Primer set for Nanog (undifferentiation marker):
ATGCCTGCAGGTTTTTCATCC (SEQ ID NO: 1)
GAGGCAGGTCTTCAGAGGAA (SEQ ID NO: 2)
Primer set for Gapdh (internal standard):
TGCACCACCAACTGCCTTAGC (SEQ ID NO: 3)
TCTTCTGGGTGGCAGTGATG (SEQ ID NO: 4)

The effect of maintaining the undifferentiated state is that the expression level of Nanog mRNA in mouse ES cells at the start of culture was calculated as a ratio relative to the expression level of Gapdh mRNA as an internal standard (Nanog gene expression level / Gapdh gene expression). The value of the amount of relative expression of Nanog in ES cells after 3 days of culture was calculated and evaluated.
The test results are shown in Table 2 below.

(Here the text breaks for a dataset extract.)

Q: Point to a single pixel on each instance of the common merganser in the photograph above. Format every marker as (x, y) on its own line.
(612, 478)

  As shown in Table 2, the extract of ginger showed a remarkable effect of maintaining the undifferentiated state of stem cells. In addition to the stem cells used in this experimental example, a similar test was performed on commercially available human hematopoietic stem cells as somatic stem cells, and a remarkable effect of maintaining the undifferentiated state of stem cells was observed.

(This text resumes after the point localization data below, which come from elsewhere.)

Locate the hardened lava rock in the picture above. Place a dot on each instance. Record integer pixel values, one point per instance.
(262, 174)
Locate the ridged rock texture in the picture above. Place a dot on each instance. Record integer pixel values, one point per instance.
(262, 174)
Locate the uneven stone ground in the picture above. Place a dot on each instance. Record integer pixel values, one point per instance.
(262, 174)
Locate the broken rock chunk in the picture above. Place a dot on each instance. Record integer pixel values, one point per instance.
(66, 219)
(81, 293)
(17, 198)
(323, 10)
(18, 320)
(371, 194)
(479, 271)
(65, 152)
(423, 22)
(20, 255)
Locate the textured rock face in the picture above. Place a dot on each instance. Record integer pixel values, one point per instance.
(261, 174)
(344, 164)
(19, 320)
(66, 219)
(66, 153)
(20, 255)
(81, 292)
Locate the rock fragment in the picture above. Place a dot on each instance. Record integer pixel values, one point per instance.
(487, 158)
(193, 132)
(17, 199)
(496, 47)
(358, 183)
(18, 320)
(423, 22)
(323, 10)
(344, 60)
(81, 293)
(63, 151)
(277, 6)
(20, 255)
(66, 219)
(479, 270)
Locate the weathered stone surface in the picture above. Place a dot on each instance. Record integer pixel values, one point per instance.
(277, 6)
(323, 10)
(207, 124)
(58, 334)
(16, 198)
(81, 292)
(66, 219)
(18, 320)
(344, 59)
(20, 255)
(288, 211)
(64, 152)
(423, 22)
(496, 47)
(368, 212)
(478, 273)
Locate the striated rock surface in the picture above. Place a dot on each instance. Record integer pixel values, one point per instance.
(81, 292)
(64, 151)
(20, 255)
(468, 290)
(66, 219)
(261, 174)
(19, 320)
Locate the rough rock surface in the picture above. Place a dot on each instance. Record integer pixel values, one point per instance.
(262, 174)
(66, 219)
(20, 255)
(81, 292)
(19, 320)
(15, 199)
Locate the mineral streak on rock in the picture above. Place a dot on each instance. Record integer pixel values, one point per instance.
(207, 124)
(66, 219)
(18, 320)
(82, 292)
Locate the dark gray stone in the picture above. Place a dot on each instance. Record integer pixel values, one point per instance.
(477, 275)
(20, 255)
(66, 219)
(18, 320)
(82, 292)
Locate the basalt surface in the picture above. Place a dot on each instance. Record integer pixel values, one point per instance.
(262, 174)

  As shown in each of the above experimental examples, by applying a ginger extract to stem cells, the proliferation of stem cells can be promoted while maintaining an undifferentiated state in a simpler and more efficient manner than conventional techniques. Became possible.

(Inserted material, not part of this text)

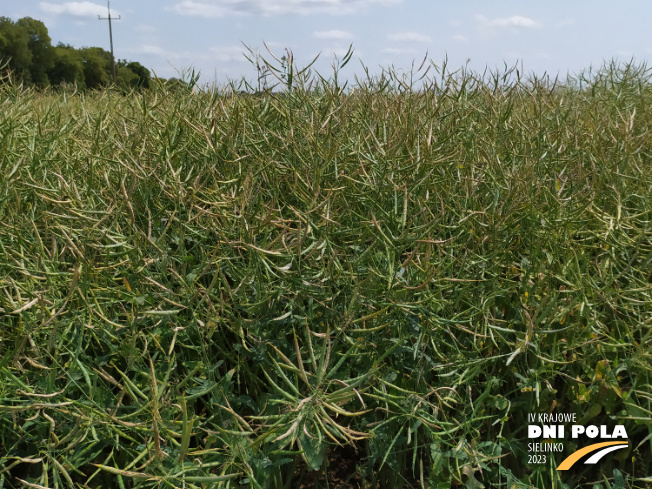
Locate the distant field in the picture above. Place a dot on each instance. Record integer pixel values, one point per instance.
(326, 287)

  As an application example of the present invention, application to regenerative medicine and regenerative beauty is expected. For example, by utilizing the present invention, it becomes possible to easily and efficiently prepare undifferentiated stem cells used for regenerative medicine and regenerative beauty. Furthermore, the stem cell present after transplantation of the stem cell or in the tissue, by directly injecting the ginger extract according to the present invention or by oral administration, application, sticking, etc. It is possible to proliferate while maintaining an undifferentiated state. That is, the present invention can be used as a stem cell production method and / or a stem cell undifferentiated state maintaining agent or growth promoter in regenerative medicine or regenerative beauty.

Claims (4)

An agent for maintaining an undifferentiated state of embryonic or somatic stem cells containing hot water or an aqueous extract of ginger rhizome, an aqueous ethanol extract , or an ethanol extract as an active ingredient. The agent according to claim 1 , wherein the somatic stem cells are hematopoietic stem cells. Maintaining undifferentiated state of embryonic or somatic stem cells, including culturing embryonic or somatic stem cells in hot water or water extract of ginger rhizome, aqueous ethanol extract , or ethanol extract Method. The method according to claim 3 , wherein the somatic stem cells are hematopoietic stem cells.